De nuevo un sábado las calles de Madrid serán escenario de una
movilización en contra del Gobierno. Esta vez la «guerra» se libra
en el resbaladizo terreno de la educación, donde el equipo de
Rodríguez Zapatero promueve una reforma, una más, que no ha hecho
más que encender los ánimos de unos y otros. Como siempre, el
asunto tiene miga. Porque todos y cada uno de los españoles estamos
de acuerdo en que el sistema educativo no funciona: nuestras tasas
de fracaso escolar son las más elevadas de Europa, nuestros hijos
no salen bien preparados y, en conjunto, los problemas se amontonan
unos sobre otros.
De ahí la necesidad imperiosa de reformar el sistema. Pero con
sentido común. Es uno de los grandes temas de Estado y nadie parece
darle la importancia que merece. De ahí la equivocada actitud de
Gobierno y oposición, que tendrían que haberse sentado frente a
frente durante el tiempo necesario hasta alcanzar un consenso, un
texto pactado que respete los intereses de los millones de votantes
a los que representan. En lugar de eso, el Gobierno ha lanzado una
propuesta bastante ambigua que elude algunos aspectos
fundamentales, como la financiación de ciertas necesidades
educativas. Y la oposición se ha lanzado a la calle para protestar
por un proyecto no suficientemente debatido ni conocido, sin
plantear tampoco alternativas eficaces, centrándose casi
obsesivamente en la cuestión de la religión.

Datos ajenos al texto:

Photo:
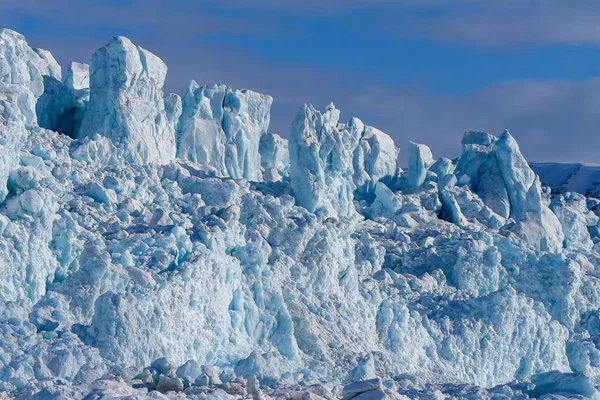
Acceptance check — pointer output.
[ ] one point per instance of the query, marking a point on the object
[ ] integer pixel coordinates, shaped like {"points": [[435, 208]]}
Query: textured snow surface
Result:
{"points": [[153, 246]]}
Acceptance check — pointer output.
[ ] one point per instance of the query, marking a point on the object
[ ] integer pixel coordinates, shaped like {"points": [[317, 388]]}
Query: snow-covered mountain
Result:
{"points": [[152, 243]]}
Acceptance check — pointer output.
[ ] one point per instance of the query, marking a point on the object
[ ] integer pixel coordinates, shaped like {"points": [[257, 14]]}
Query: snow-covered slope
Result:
{"points": [[565, 177], [149, 242]]}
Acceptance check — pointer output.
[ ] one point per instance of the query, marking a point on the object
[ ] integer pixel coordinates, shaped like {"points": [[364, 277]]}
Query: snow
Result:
{"points": [[127, 103], [222, 128], [174, 248]]}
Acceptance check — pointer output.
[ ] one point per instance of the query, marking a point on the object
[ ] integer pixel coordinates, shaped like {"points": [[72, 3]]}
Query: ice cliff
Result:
{"points": [[152, 243]]}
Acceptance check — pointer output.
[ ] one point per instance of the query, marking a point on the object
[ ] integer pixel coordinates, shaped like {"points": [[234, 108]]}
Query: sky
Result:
{"points": [[420, 70]]}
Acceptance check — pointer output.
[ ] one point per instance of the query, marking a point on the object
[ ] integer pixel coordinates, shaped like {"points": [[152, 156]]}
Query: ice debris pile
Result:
{"points": [[155, 244]]}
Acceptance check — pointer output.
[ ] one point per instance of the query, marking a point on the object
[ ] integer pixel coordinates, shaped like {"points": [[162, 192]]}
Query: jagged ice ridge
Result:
{"points": [[149, 241]]}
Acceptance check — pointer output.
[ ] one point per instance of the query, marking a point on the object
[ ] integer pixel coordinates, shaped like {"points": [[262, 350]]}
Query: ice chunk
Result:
{"points": [[62, 106], [321, 163], [419, 161], [247, 117], [26, 68], [574, 217], [222, 128], [442, 167], [375, 158], [201, 138], [354, 389], [127, 103], [274, 157], [12, 131], [21, 65], [535, 222], [476, 148]]}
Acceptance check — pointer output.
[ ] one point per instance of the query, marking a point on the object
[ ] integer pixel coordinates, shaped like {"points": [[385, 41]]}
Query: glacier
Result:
{"points": [[158, 246]]}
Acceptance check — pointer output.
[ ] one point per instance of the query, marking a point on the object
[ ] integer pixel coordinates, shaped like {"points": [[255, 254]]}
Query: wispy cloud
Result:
{"points": [[552, 119]]}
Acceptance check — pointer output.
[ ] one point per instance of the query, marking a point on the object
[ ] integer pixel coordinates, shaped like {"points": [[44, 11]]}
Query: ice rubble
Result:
{"points": [[180, 228]]}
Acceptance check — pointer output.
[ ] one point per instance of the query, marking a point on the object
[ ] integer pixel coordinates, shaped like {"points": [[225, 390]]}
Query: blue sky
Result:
{"points": [[421, 70]]}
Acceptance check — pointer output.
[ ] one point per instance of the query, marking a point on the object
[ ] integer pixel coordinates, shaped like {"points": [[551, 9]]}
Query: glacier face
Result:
{"points": [[176, 244]]}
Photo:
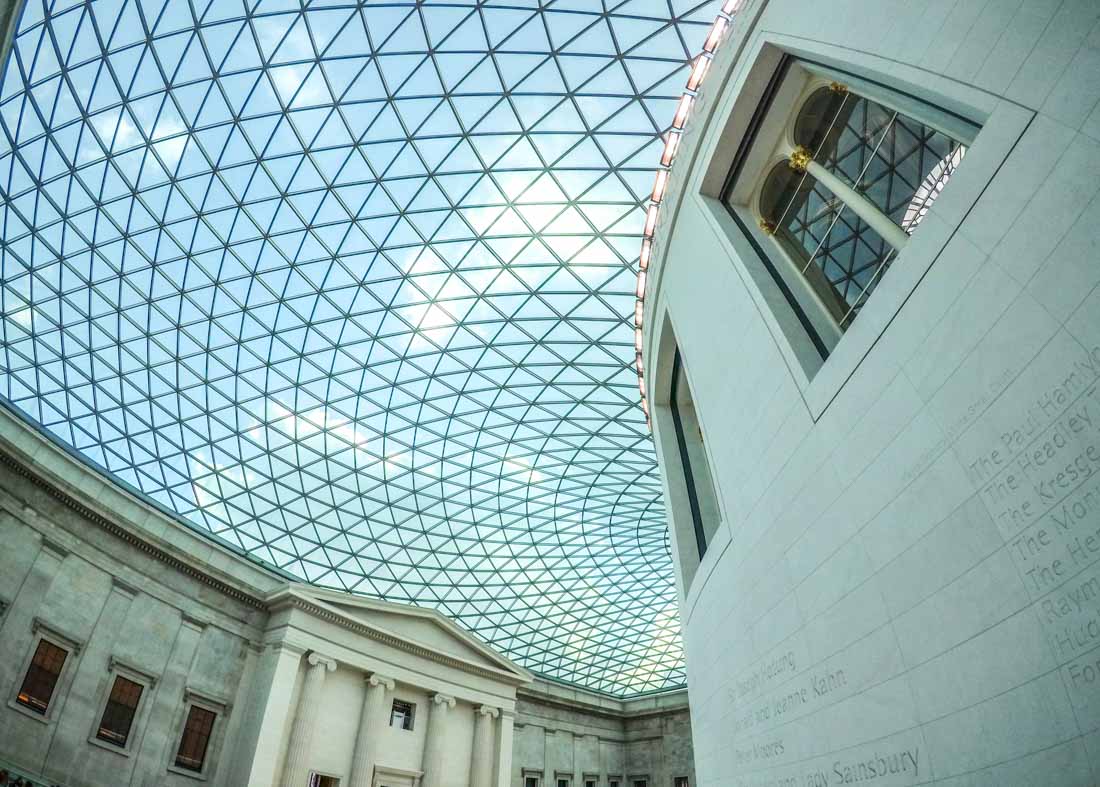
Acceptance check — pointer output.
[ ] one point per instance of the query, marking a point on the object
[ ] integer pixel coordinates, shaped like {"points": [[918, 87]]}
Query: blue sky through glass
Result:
{"points": [[350, 286]]}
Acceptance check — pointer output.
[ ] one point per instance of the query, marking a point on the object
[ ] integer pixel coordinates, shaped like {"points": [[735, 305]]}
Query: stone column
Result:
{"points": [[435, 746], [371, 724], [481, 771], [296, 769], [504, 742]]}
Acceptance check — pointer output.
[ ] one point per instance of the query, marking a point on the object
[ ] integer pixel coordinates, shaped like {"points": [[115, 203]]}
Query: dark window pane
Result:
{"points": [[42, 676], [402, 716], [120, 710], [196, 739], [897, 162]]}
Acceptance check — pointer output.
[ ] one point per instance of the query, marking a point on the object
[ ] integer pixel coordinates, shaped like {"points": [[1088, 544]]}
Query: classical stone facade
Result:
{"points": [[300, 681], [562, 733], [899, 583]]}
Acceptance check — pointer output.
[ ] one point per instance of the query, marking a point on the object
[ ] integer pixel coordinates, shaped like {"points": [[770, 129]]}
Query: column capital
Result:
{"points": [[376, 679], [442, 699], [317, 659]]}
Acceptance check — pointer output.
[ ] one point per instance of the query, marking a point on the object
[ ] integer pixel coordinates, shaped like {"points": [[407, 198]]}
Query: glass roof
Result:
{"points": [[350, 286]]}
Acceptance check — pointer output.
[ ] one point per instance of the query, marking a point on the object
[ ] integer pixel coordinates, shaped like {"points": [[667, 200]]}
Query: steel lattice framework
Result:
{"points": [[351, 287]]}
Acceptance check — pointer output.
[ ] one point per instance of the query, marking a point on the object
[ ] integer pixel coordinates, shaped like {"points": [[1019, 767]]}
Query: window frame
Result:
{"points": [[42, 631], [221, 708], [771, 127], [408, 723], [723, 121], [323, 775], [119, 668], [693, 485]]}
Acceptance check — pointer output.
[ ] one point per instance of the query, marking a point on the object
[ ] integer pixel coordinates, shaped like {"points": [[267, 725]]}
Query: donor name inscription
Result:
{"points": [[899, 766], [878, 766]]}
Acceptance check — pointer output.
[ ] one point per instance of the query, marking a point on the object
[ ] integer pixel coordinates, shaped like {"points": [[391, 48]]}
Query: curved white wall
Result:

Al final lo que la comunidad educativa -docentes, alumnos y
padres- echa en falta es seriedad. Que se afronte de una vez un
asunto de la máxima importancia con el rigor que merece. Porque
llevamos cuatro reformas en quince años y eso, francamente, suena a
tomadura de pelo. Y por los modos y maneras en que se ha llevado a
cabo ésta, no parece que la cosa vaya a mejorar.